Soccer Goes Glocal
Sociology, Vol. 36, No. 1, February 2002, London Soccer’s recent World Cup finals in Japan and South Korea exemplify how the world’s premier sport has become fully globalized. Before a worldwide television audience of more than 30 billion fans, 32 national teams from all continents battled for a shot on history. Soccer’s diffusion and political ...
Sociology, Vol. 36, No. 1, February 2002, London
Sociology, Vol. 36, No. 1, February 2002, London
Soccer’s recent World Cup finals in Japan and South Korea exemplify how the world’s premier sport has become fully globalized. Before a worldwide television audience of more than 30 billion fans, 32 national teams from all continents battled for a shot on history. Soccer’s diffusion and political structure offer an advanced case study in the globalization of a cultural form. Yet a closer look suggests that soccer’s global advance — like many globalization processes — is less widespread than first meets the eye.
London School of Economics sociologist Patrick McGovern assesses the degree of soccer’s globalization in his study of elite labor migration within English soccer over five decades (1946–1995). Writing for the quarterly journal Sociology, McGovern describes how English soccer clubs have favored the recruitment of players from nations within the British Isles, northern Europe, and the British Commonwealth — nations that closely approximate English cultural attitudes, weather, language, and even playing styles. On this matter, many U.K. soccer fans would point to the great Liverpool team of the early 1980s, famed for featuring "Celtic" British players, the odd Australian and Zimbabwean, and sometimes even an Englishman. Contrast this trend, up to 1990, with the striking absence of Italian and Iberian players and the rare forays of South Americans into English clubs. Overall then, McGovern contends, we witness a process of internationalization in English club recruitment, not the kind of freewheeling globalization that more extreme labor market theorists might otherwise advance.

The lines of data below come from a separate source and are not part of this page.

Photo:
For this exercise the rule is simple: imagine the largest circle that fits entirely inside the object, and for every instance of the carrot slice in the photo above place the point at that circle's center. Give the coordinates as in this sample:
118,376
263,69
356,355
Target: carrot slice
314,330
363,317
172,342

These findings also fit most European and South American nations. Reaffirming their colonial connections, Spain and Portugal remain prominent destinations for South American players; top African players are more likely to arrive in the European leagues, notably France, Belgium, the Netherlands, and Spain; and the larger South American economies of Brazil and Argentina continue to draw in elite players from smaller countries in the region, notably Uruguay. Italy is perhaps exceptional: It has long recruited players from a wider pool of nations, including large numbers from South American countries, since the interwar years. In general, however, postwar evidence suggests that distinctive regional patterns underlie the formation of the soccer world’s top club sides.
Of course, many realist analysts highlight globalization’s unevenness and regionalism. Political economist Linda Weiss of the University of Sydney argues that sovereign states are not disarmed by globalization but instead actively promote corporate internationalism, notably at the regional level. Paul Smith of George Mason University notes that the largest corporations are not truly transnational but are still tied strongly to localities by business centers and cultural symbolism. And University of Aberdeen sociologist Roland Robertson coined the term "glocalization" to explain how global social processes are selectively redefined and adapted to suit local cultural exigencies.
These interpretations fit the soccer context as well. National soccer associations can be seen as statelike actors in Weiss’s terms — witness the English Football Association in its regional recruitment of a Swedish team coach. Perhaps more relevant, many top English and other European soccer clubs operate very much like modern multinational corporations. Manchester United, for example, may play its home matches in northwest England, but it has a global fan (i.e., consumer) base of over 50 million supporters; with 20 million of these in Asia, it becomes Singapore’s "home team." Moreover, to retain a local cultural definition and identity, the world’s largest clubs still appoint a long-serving team captain who has close personal ties to the club’s civic or national base. Thus, the world’s most famous club, Real Madrid, has the Spanish star Fernando Ruis Hierro to lead his cosmopolitan teammates, Roma has the renowned local star Francesco Totti as its captain, and AC Milan has Paolo Maldini as its leader.
Nevertheless, we should recognize that in the past decade or so, English soccer has undergone increasingly rapid structural and cultural changes, and recruitment practices are no exception. Clubs such as Chelsea, Arsenal, Newcastle United, Liverpool, and Fulham have recruited European coaches with avowedly European (not "British") coaching techniques, playing systems, dietary programs, and management styles. Britain has experienced an unprecedented influx of elite players from non-traditional nations, such as Italy, France, Germany, and Croatia, as well as African and South American countries. Most of the 20 English Premier League soccer clubs could field a team consisting primarily of players from outside the British Isles.
This trend has certainly enhanced the aesthetic sophistication of English club soccer. Whether or not it improves the standard of English players — and thus boosts the World Cup chances of England’s national team — remains a matter of serious debate.